Abstract:
In a dynamic memory cell, the mutual cross-talk is considerably reduced by providing a diffused selection line below a layer of thick oxide (for example, LOCOS). As a result of this the capacitive coupling with other selection lines is considerably reduced, as is the capacity of the selection line with respect to channel stopping regions provided between the memory cells.

Description:
BACKGROUND OF THE INVENTION 
     The invention relates to a semiconductor device having at least one memory cell comprising a semiconductor body having a surface region of a first conductivity type which is covered with a thick insulating layer. An aperture is provided in the insulating layer at the area of a storage element of the memory cell, which storage element comprises a capacitor having a first plate of electrically conductive material and a part of the semiconductor body which is separated from the first plate by a dielectric and which forms a second plate of the capacitor and is connected to a semiconductor zone of a second conductivity type opposite to the first via a channel region controllable by a gate electrode. The insulating layer is thicker than the dielectric and the gate electrode is electrically connected to a first selection line of conductive material of the memory cell, said selection line extending to above the semiconductor zone which forms part of a second selection line of the memory cell. 
     Such semiconductor devices are used in dynamic memories, for example, in computers, microprocessors and various other devices for data storage and data handling. 

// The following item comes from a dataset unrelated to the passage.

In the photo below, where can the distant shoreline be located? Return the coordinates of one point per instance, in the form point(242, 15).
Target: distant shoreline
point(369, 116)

     A semiconductor device of the above-mentioned kind is disclosed in Japanese Patent Application No. 53-76687. The device described in that Application comprises a memory cell which is realized in an aperture in a layer of thick oxide present on the semiconductor body. The memory cell consists inter alia of a storage capacitor which is connected by means of a controllable channel region to a semiconductor zone of a conductivity type opposite to that of the semiconductor body. The conductivity state of the channel region is determined by the voltage at a gate electrode at the area of the conduction channel, which gate electrode is connected electrically to a first selection line of the memory cell. The semiconductor zone forms part of a second selection line of the memory cell. 
     The first selection line is provided so that within the aperture in the thick oxide it crosses the second selection line and is separated therefrom by a thin layer of oxide. This gives rise to a high stray capacitance and associated capacitive coupling between the two selection lines. This coupling may result in the memory cell in question being wrongly selected or incorrect information being written or read. 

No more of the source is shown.